Olle Hoffman, arqueólogo, por sus ganas de compartir conmigo su fascinante trabajo y sus conocimientos.

Mikaela Säfvenberg, arqueóloga y guía turística.

Martin Csatlos, de la Unidad del Instituto Forense de Solna.

Johan Gardelius y Bo Ekedahl, técnicos criminalistas de la policía de Visby.

Håkan Onsjö, veterinario.

Ulf Asgård, psiquiatra.

Marie y Göthe Modin, directores del Hotel Warfsholm.A mis primeros lectores por sus valiosos comentarios: Lena Allerstam, periodista de la Televisión Sueca, SVT. Bosse Jungstedt, mi hermano, y Kerstin Jungstedt, mi cuñada.

Lilian Andersson, editora de Bonnier Utbildning.

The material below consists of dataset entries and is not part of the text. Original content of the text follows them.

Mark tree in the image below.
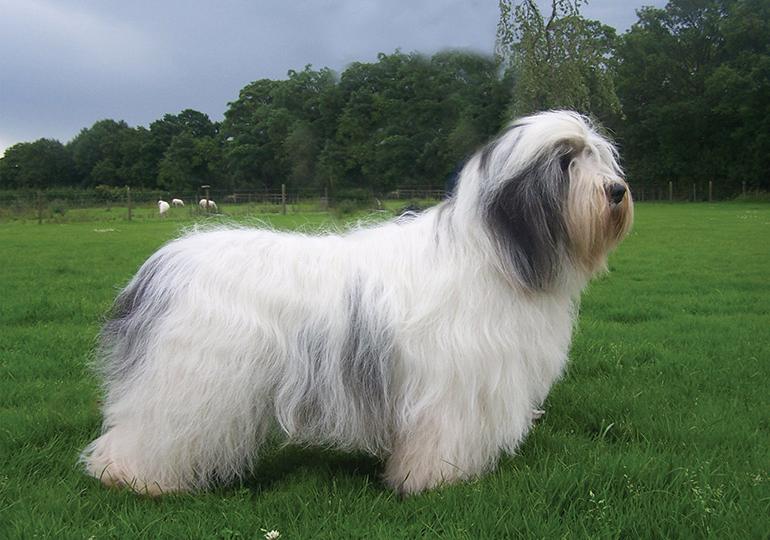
[0,139,76,189]
[496,0,620,120]
[618,0,770,194]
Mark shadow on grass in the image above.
[241,445,380,493]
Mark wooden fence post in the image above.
[37,189,43,225]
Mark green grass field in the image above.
[0,203,770,539]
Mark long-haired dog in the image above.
[81,111,633,494]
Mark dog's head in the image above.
[469,111,633,290]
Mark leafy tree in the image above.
[496,0,620,119]
[0,139,76,189]
[618,0,770,194]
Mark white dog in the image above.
[82,111,633,494]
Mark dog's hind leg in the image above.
[82,344,272,495]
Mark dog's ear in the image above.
[486,147,573,290]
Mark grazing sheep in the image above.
[198,199,217,210]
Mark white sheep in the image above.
[198,199,217,210]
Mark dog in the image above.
[81,111,633,495]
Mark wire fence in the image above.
[0,186,445,223]
[0,181,759,223]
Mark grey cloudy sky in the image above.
[0,0,665,155]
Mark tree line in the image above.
[0,0,770,198]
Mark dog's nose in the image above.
[607,183,626,204]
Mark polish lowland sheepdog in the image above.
[81,111,633,494]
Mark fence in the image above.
[0,181,754,222]
[0,186,444,223]
[631,180,753,202]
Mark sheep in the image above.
[198,199,217,211]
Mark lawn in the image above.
[0,203,770,539]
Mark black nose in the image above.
[607,184,626,204]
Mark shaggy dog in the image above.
[81,111,633,494]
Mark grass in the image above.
[0,203,770,539]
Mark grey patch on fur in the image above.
[340,280,394,440]
[284,279,394,454]
[99,252,169,382]
[485,147,570,290]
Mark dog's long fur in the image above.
[82,111,633,493]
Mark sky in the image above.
[0,0,665,155]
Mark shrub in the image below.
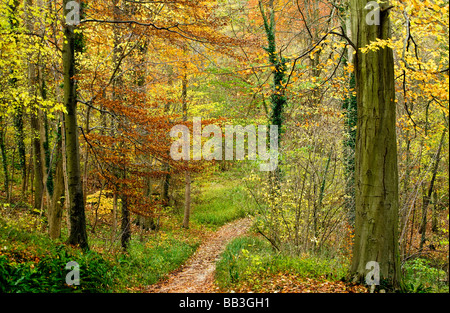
[0,245,114,293]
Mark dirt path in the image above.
[147,218,251,293]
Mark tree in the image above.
[62,0,89,250]
[350,0,401,288]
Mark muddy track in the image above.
[146,218,251,293]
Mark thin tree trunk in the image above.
[181,69,191,228]
[48,127,65,239]
[419,130,447,250]
[63,0,89,250]
[0,116,11,203]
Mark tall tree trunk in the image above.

Anna-Maja Persson, periodista de la Televisión Sueca, SVT.

A mi editor, Jonas Axelsson, y a mi editora, Ulrika Åkerlund.

Y por último, y muy especialmente, a mis hijos Rebecka y Sebastian por la enorme paciencia que han tenido mientras su madre escribía.

Mari Jungstedt

Mari Jungstedt, nació en Estocolmo en Octubre del 62, y se ha hecho muy popular en Suecia como periodista y por el enorme éxito que han tenido sus novelas policiacas o de misterio en su país y en parte de Europa.

Tras estudiar periodismo, Jungstedt trabajó como reportera en la radio y televisión pública sueca y ejerció labores de presentadora por un tiempo en el canal TV4's de un talk-show diario llamado Förkväll. Después de publicar su tercera novela se dedicó en exclusiva a escribir.

Sus novelas suelen ubicarse en la isla de Gotland, manteniendo los mismo personajes: el periodista metomentodo Johan Berg y el meticuloso detective Anders Knutas. Dos de estas primeras obras fueron adaptadas para ser emitidas en forma de telefilm por la televisión sueca y sus trabajos han sido traducidos a varios idiomas: alemán, inglés, francés y holandés entre otros.

Actualmente, Mari Jungstedt reside en Nacka, cerca de Estocolmo, aunque pasa sus vacaciones junto a su marido e hijos en la isla de Gotland.